Elsewhere similar compromises might sensibly be made with the excuse of efficiency; there's no sense constantly setting and then resetting a bit of state if the next expression simply sets it again, or worse, if it sets it back to the same value. All told, I probably just want to find a consistent way to signal that some functions do not behave with respect to render state, whilst the default remains that all functions clean up their toys after playing with them.

Wednesday, 7 March 2012

Tweaks

Minor tweaks of late.

Restructured the rendering quite a bit. Keeping things very, very simple still: the rendering thread owns a list of functions that execute each frame, in the order in which they were added. Dumb as a pile of bricks, and assumes that each such render-function will actually do a bunch of stuff including culling.

Originally the rendering functions were all nullary and their results discarded. I swapped this over to each taking a single state argument, a hash map of arbitrary rendering guff, and each returns a (potentially modified) state blob. So the core of the rendering loop is a nice, cuddly-ish*
(reduce (fn [s f] (f s)) initial-state render-funcs).

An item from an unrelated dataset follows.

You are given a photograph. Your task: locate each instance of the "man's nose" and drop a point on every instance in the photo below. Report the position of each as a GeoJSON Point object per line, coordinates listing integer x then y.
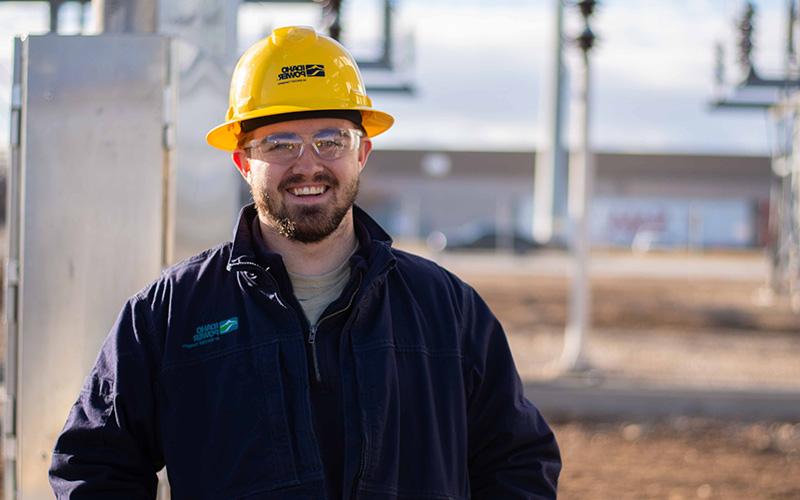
{"type": "Point", "coordinates": [308, 162]}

Right now the uses for this blob are limited. I'm just bunging a few things which were previously updated from different threads in there, such as camera data (ad-hoc derefing of atoms and such gives inconsistent rendering and general ickyness). So it's more like a way to carry around an immutable copy of the game state as of the start of the frame than anything truy useful. Suspect it'll be handy later to mirror the GL state and avoid heavy state-changing operations where they're not necessary, do pre- and post-invariant checks and other contract-y things, accumulate frame stats such as objects rendered... stuff.


Image is just some randomly coloured lights scattered around, this time with a bit less gloom. Still quite gloomy. I find myself wondering if it might be better to work with entirely solid hexagonal prisms as a starting point, rather than more elaborate geometry. Hmm.


* Cuddly-ish, but not very cuddly. I would really rather use something like (flip apply) instead of the embedded anonymous function, but cannot quite seem to conjure the right way to do this without doing something slightly horrible. Will look at it later with fresh eyes and doubtless slap my forehead at my own stupidity.